This week is set aside for the darker edge of life. Why not combine the two disciplines of art and writing to see what gets dug up!!!
What is horror for writers and artists? Darkness is in the air, it suspends one against its will, it hides in the shadows, but it doesn’t stay there. Darkness awakens the sleeper casting him into a delusional dream or awakens the dreamer into a place he tries to claw away from.
Why write it? why paint it? I ask this question often. There are too many answers and none the same (and some darker than others.)
Is horror just about Monsters?
― Clive Barker
“Tired. So tired… Confusion and disorientation numbed his mind like cotton wrapped hands. Thoughts felt like a jumble of dusty moths bumped plaintively against a dim light bulb. He couldn’t grasp where he was – what he was doing. His limbs felt stiff and unused.
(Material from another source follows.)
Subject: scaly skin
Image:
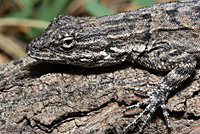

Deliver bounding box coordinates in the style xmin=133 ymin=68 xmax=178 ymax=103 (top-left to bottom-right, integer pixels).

The stony grip of anxiety seized his mind and burned in his lungs. A deep breath was impossible. Thin air pulled slowly through his nose, bringing with it the smell of fresh clothing and an acrid smell that reminded him of a dissected frog. His anxiety doubled when he realized his mouth wouldn’t open. A hand finally responded to his slow mind. It moved sluggishly, fumbled around haphazardly until it found his lips. Glue. Somebody had glued his lips shut while he slept. Anger and the inability to get a full breath drove his fingers to tear at his lips with a horrible frenzy.”
Zack Kullis is a published author and writes regularly for Pen of the Damned.
The excerpt above is from the short story “The Manipulator.” The story can be read here.
Blog: Official Site for Zack Kullis, author of Dark Fiction
Twitter: @ZKullis
Andrew Wyeth
” He did not leave, that night on New Year’s Eve, because there was nowhere else for him to go. There is nowhere else when he hears every ragged wheeze, wherever he is; the shuddering breaths of a world on the brink of expiration. As best he can remember he has always heard these sounds. He did not always know what they were, or what it meant to hear the death-rattle of the stones and the trees and the earth, but he felt them all the same, and stood slightly apart from everyone else because of this, while the others ran laughing after one another, or played hopscotch, or made daisy-chains in the grass, oblivious…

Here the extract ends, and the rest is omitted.